Conscientious as ever, I have looked into this matter on your behalf, and I can now present my findings.
There are important differences between the two characters. Being a cowboy, Billy Two Hats is, to a large extent, horsebound, whereas Billy Whizz is not. He whizzes about on his legs, though so rapidly does he make his progress through the streets and alleys and boulevards of Whizztown that those legs are sometimes rendered barely visible. Nonetheless, it is clear that he is not sitting astride a horse. Also, in all known portraits, Billy Whizz’s neck supports just a single head, never two.
On the other hand, they have several things in common, quite apart from being Billys. To give one example, neither of them is ever transformed, temporarily or permanently, after an encounter with a wand-waving wizard at dusk by the edge of an eerie marsh, into a magic chicken. Or, to be piercingly accurate, there is at least no surviving record of such a poultry transformation, or “poultformation” as it is termed in the literature. Believe me, I have scoured the records and come up with nothing.
One of the letters in the postbag asks, “Can you be quite sure, Mr Key, to the umpteenth degree of certainty, that neither Two Hats nor Whizz, on horseback or at high speed, was aboard the airship LZ 129 Hindenburg when it burst into flames during its attempt to dock with its mooring mast at Naval Air Station Lakehurst in Manchester Township, New Jersey, on 6 May 1937?” To which I must confess that no, I cannot be one hundred percent certain, because I have not studied, in detail, the passenger manifest. I will say, however, that I think it most unlikely.

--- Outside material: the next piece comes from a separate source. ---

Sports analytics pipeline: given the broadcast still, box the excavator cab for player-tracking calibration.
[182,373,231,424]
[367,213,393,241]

This is merely a summary of my findings. For the full report, bulked out with footnotes, illustrations, diagrams, appendices, and a bit of sandpaper, send ten shillings and sixpence to me at the usual address. Mark your envelope with an unseemly stain roughly the same shape as a map of Uruguay, or any other South American country of your choosing, or any other country in one of the other continents, a list of which can be obtained by sending me even more money in the form of non-transferable gilt bonds drawn on an important international bank.